In this paper, we reported on the outcome of applying FACTum to specify a variant of Blockchain architectures [1] and verify that blockchains are guaranteed to be persistent for architectures implementing the specification:

• The blockchain itself is modeled as a parametric list over blocks.

• Nodes represent the types of components. They either keep a blockchain and forward copies to other nodes or they may add at most one new block through mining. Thereby, we distinguish between two types of nodes: Honest nodes strictly follow the consensus rules and when faced with different copies of a blockchain, they always take the longest one (containing the most amount of work) as the “correct” one. Dishonest nodes on the other hand, do not necessarily follow the consensus rules and may also remove blocks from any blockchain they receive, in order to attempt to modify a certain entry.

• A Blockchain architecture is parameterized by a number of confirmation blocks, i.e., a value which determines the number of blocks which need to be mined on top of a block in order to consider this block to be save.

We also propose a formalization of a desired safety property: persistence of blockchain entries. Finally, we (mechanically) verified the property from the specification.

Throughout the paper, we describe 11 characteristic properties for Blockchain architectures and one fundamental assumption about relative mining frequencies, which guarantee persistence of blockchain entries. The properties can be used to support the verification of Blockchain architectures. To this end, an architecture specification is verified to satisfy the properties and in return, persistence of blockchain entries is guaranteed by Theorem 1. For the case that nodes are implemented by means of statemachines, this step could even be automated using model checking techniques. In addition, the paper presents a case study about the use of FACTum for the verification of dynamic architectures. Thereby it reveals interesting insights to direct future research. On the positive side, it shows feasibility of verifying properties for dynamically evolving architectures, even if we need to reason about unbounded number of components. On the negative side, we discovered two main weaknesses: Since the approach is based on interactive theorem proving, the effort required to verify an architecture is still relatively high. For example, the verification of the property presented in this paper required a total effort of roughly three person months. Another weakness concerns the usability of the approach in practice since verification requires expertise in interactive theorem proving, which is not always available.
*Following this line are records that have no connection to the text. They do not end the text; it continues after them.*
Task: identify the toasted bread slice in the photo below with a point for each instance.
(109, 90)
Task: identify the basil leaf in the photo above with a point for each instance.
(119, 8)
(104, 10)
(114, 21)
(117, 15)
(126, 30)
Based on the outcome of this study, we derive two directions for future work: (i) One direction should focus on extending the preliminary analysis of Blockchain architectures presented in this paper. To this end it should mainly address the limitations identified in Sect. 6: partial broadcasts, cryptographic aspects, explicit consideration of probabilities. (ii) Another direction should address to extend the FACTum approach based on the lessons learned from this case study. In particular possibilities for proof automation and proof modeling should be investigated.